While the dam's physical design assists in its own protection during floods, extensive spillway operations, a worst-case scenario which has not happened in the lake's history, could undermine the dam's base and affect its overall integrity. Under such conditions, operations are primarily intended to protect the dam, and lake water may be released to the dam's full, 24-floodgate capacity—regardless of downstream effects—to prevent the catastrophic loss of the dam. Including its hydroelectric generators but not the spillway, at 681 feet above msl the dam's total maximum discharge capacity is more than 130,000 cubic feet per second (cfs); a bit under one million gallons per second. Rates of discharge increase as water levels/pressures increase.

=== 2025 flood impact and reopening ===
In July 2025, Lake Travis was affected by severe flooding following heavy storms over the July 4 weekend in Central Texas. On July 11, Travis County Judge Andy Brown issued an executive order temporarily closing the entire lake to recreational, commercial, and navigational activities. The closure cited safety concerns due to submerged debris, damaged buoys, unsafe roads, and elevated bacteria levels.

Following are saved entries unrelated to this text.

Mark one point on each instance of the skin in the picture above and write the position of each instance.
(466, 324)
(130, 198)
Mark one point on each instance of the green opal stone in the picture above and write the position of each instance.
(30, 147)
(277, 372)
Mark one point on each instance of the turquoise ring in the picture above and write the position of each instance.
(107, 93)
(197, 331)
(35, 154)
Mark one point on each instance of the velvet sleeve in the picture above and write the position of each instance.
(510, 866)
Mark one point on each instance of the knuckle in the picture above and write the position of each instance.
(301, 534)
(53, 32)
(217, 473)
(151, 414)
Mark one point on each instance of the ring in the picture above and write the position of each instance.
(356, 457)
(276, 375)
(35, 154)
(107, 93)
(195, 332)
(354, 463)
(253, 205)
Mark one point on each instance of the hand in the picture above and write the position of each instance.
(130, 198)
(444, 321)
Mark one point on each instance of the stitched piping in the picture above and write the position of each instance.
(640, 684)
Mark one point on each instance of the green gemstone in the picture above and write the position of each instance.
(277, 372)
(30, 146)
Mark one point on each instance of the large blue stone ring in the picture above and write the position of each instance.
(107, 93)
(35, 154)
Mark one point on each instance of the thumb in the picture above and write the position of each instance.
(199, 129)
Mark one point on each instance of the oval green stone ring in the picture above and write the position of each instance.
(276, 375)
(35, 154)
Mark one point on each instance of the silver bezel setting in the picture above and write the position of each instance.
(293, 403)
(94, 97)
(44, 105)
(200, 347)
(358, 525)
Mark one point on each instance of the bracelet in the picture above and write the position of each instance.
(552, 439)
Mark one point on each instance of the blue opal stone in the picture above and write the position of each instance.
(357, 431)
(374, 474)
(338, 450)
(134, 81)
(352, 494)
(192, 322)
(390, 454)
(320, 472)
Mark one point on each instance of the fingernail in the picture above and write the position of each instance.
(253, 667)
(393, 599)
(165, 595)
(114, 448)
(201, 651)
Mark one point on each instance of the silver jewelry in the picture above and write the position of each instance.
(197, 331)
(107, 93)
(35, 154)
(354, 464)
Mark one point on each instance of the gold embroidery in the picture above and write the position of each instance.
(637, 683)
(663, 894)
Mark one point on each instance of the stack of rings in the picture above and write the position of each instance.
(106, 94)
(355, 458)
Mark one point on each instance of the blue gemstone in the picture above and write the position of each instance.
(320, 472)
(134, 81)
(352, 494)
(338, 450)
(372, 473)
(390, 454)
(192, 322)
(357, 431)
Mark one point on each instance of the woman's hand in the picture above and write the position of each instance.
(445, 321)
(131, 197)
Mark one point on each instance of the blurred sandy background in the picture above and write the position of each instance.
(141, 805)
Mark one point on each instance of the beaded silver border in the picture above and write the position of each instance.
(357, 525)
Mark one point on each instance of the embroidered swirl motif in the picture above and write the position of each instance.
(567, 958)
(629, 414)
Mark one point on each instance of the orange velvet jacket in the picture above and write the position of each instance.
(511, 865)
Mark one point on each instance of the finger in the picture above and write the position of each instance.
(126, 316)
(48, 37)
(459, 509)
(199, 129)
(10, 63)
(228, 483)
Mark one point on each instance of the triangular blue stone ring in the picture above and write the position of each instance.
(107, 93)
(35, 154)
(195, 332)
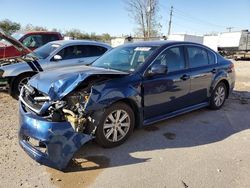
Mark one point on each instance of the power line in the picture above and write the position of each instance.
(179, 13)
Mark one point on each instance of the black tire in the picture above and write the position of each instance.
(15, 89)
(214, 104)
(101, 131)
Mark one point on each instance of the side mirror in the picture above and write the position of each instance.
(158, 69)
(57, 58)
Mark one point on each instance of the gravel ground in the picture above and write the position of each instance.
(200, 149)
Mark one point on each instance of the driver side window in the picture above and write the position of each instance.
(173, 58)
(74, 52)
(33, 41)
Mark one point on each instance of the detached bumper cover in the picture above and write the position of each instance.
(60, 139)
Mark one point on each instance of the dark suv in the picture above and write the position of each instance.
(31, 39)
(133, 85)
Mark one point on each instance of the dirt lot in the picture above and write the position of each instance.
(200, 149)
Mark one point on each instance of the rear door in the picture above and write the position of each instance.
(167, 93)
(202, 68)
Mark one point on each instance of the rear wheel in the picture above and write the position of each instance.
(218, 96)
(116, 125)
(18, 83)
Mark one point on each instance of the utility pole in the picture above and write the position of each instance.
(170, 20)
(149, 10)
(229, 29)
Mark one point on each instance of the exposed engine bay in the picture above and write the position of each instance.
(71, 108)
(13, 60)
(8, 61)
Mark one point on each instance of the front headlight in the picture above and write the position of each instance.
(1, 72)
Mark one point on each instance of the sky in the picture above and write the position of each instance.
(110, 16)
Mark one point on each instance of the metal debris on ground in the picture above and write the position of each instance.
(184, 184)
(170, 136)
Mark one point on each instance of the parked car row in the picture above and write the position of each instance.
(130, 86)
(15, 72)
(31, 40)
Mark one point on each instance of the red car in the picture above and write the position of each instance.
(32, 40)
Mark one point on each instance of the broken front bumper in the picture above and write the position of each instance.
(58, 138)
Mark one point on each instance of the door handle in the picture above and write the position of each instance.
(213, 71)
(185, 77)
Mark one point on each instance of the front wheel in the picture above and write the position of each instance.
(116, 125)
(218, 96)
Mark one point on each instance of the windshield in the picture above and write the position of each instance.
(44, 51)
(127, 59)
(17, 36)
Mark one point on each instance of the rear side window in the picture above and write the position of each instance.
(33, 41)
(197, 57)
(73, 52)
(96, 50)
(173, 58)
(81, 51)
(49, 37)
(211, 57)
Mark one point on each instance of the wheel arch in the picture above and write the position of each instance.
(136, 109)
(222, 80)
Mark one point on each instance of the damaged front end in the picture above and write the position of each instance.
(59, 128)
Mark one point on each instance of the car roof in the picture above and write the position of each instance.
(75, 42)
(160, 43)
(37, 32)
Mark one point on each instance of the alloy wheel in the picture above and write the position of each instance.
(220, 95)
(116, 125)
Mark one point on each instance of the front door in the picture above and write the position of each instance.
(167, 93)
(202, 69)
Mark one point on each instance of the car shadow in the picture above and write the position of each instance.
(198, 128)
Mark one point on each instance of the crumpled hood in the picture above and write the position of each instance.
(57, 83)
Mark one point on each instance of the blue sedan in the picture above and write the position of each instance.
(131, 86)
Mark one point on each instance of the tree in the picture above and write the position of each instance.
(30, 27)
(145, 15)
(9, 26)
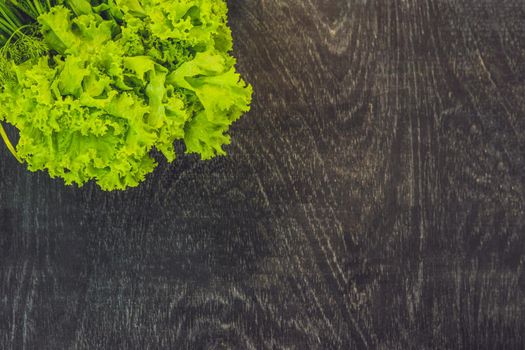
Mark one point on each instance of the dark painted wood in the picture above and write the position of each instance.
(373, 198)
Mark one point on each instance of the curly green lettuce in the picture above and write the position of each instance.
(119, 79)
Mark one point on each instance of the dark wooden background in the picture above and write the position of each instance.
(373, 198)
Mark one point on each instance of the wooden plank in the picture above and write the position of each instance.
(373, 198)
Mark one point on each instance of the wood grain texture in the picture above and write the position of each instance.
(373, 198)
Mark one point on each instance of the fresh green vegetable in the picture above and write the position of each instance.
(94, 86)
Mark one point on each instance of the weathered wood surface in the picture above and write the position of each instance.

The county updated the order on July 13, reopening most of the lake to boating and other recreational activities, with the exception of Sandy Creek Park and the area upstream of mile marker 36, which remained closed due to ongoing hazards.

Officials advised boaters to take safety precautions, including avoiding nighttime travel, swimming only in visible areas, and maintaining low speeds. Violators of the remaining restrictions could face Class C misdemeanor charges, including fines of up to $1,000 or six months in jail.

Travis County officials credited the reopening to the ongoing cleanup and recovery efforts by county staff, volunteers, and partner agencies.

As of July 20, 2025, Lake Travis was reported to be 90.0% full, following significant rainfall and inflows earlier in the month. The lake reopened fully on July 24th for all recreation, without any restrictions.